The officers radioed dispatch, who notified the officers that they were in fact in Kansas City, Kansas.  The Kansas City, Kansas, Police Department responded to the location and took command.

The Kansas City, Kansas, Police Department got search warrants to search Mr. Jones’s residence and vehicle, which resulted in the seizure of evidence related to marijuana and firearms possession.

Mr. Jones was indicted and filed a motion to suppress, arguing that the evidence obtained from Mr. Jones’s home and truck was obtained as a result of an unlawful detention of Mr. Jones, and a warrantless entry into his home without consent. The district court denied the motion. Jones appealed.

On appeal, Mr. Jones makes five arguments:

First, Jones argues that because the Missouri officers were acting outside of their jurisdiction (in Kansas), their seizure of Mr. Jones effected a Fourth Amendment violation. There is no dispute that the interaction with Mr. Jones and the Missouri officers was outside of their jurisdiction. However, in federal prosecutions, the test of reasonableness in relation to the Fourth Amendment protected rights must be determined by federal law even though the police actions are those of state police officers. Accordingly, Mr. Jones’s argument is mistaken.

Second, Jones contends that the Missouri officers’ conversation with him in the alley amounted to a seizure. A Fourth Amendment seizure does not occur simply because a police officer approaches an individual and asks a few questions. Accordingly, under the totality of the circumstances, a reasonable person in Mr. Jones’s position would have felt free to terminate his encounter with the Missouri officers outside of his home.

Third, Mr. Jones contends that there was not reasonable suspicion for the officers to take his driver’s license and detain him. The government admits that what began as a consensual encounter became an investigative detention once the agents received Mr. Jones’ driver’s license and did not return it to him. However, there were a number of facts available to the Missouri officers at the time they took Mr. Jones’s license that would have justified their objectively reasonable suspicion that Mr. Jones was engaged in criminal activity, warranting his detention for further investigation.

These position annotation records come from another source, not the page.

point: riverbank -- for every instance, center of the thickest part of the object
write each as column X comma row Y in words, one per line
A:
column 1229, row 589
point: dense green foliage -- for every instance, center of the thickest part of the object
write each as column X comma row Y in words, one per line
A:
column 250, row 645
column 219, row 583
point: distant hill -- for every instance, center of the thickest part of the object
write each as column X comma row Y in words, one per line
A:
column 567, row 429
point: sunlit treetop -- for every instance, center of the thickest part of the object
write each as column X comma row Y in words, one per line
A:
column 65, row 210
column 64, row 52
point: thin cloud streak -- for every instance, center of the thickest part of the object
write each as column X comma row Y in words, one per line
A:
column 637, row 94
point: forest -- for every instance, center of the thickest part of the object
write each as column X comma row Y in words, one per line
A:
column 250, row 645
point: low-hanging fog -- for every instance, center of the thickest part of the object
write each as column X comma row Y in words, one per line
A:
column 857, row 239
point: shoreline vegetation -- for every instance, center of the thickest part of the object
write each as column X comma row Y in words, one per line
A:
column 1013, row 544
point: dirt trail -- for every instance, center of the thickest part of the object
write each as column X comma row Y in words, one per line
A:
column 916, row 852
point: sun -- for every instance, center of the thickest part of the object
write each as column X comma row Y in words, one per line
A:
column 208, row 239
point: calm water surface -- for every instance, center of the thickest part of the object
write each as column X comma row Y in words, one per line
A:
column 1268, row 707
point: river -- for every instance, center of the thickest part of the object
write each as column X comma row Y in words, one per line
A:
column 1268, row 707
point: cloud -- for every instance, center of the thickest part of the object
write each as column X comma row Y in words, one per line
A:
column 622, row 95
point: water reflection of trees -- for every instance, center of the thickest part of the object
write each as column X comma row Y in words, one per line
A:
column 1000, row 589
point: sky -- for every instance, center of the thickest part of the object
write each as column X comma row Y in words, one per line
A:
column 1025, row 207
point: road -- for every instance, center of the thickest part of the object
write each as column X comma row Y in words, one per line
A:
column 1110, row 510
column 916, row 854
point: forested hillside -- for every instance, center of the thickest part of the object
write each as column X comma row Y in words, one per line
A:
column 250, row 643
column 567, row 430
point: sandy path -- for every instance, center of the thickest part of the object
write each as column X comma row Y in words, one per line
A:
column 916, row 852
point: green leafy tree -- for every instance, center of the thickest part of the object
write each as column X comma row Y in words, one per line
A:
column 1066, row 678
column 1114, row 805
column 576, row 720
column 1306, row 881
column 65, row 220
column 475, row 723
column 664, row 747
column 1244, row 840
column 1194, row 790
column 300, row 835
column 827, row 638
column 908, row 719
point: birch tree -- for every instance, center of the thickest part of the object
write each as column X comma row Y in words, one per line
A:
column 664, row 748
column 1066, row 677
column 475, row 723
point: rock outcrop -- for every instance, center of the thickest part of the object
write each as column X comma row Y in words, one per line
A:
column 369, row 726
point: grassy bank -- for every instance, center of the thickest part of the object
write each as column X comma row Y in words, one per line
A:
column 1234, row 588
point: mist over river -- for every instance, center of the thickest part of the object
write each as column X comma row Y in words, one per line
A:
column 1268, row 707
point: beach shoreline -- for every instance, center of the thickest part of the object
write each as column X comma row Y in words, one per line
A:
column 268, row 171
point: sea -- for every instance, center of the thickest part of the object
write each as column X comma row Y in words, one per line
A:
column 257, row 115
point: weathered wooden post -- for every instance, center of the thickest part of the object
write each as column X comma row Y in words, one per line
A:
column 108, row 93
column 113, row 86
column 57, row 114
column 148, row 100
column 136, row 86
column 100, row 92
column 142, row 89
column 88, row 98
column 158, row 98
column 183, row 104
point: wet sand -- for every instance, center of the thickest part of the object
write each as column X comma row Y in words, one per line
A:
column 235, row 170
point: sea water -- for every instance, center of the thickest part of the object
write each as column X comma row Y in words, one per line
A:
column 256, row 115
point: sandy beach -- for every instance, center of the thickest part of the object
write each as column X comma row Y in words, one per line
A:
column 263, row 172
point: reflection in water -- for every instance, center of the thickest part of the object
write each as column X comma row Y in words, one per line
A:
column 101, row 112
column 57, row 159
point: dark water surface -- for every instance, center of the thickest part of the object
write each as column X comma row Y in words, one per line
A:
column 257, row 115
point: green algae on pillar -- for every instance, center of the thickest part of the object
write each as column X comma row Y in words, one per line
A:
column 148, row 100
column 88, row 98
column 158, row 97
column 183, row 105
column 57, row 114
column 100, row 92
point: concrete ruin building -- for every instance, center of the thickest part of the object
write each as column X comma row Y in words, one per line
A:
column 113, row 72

Fourth, he maintains that he did not consent to the Missouri officers’ entry into his home. There can be no doubt that Mr. Jones’s actions here—though nonverbal—could have been reasonably interpreted by the Missouri officers as communicating Mr. Jones’s consent to their accompanying him into his home.

Finally, because the Kansas search warrants for his home and car were based upon information improperly unearthed by the Missouri officers in violation of the Fourth Amendment, the evidence secured by the warrants is tainted and thus inadmissible. However, the Tenth Circuit already concluded that the Missouri officers’ lack of authority under Kansas law was of no import to the Fourth Amendment seizure analysis. Therefore, the evidence that the Missouri officers obtained during their investigation could properly form the basis for the warrants secured by the Kansas officers.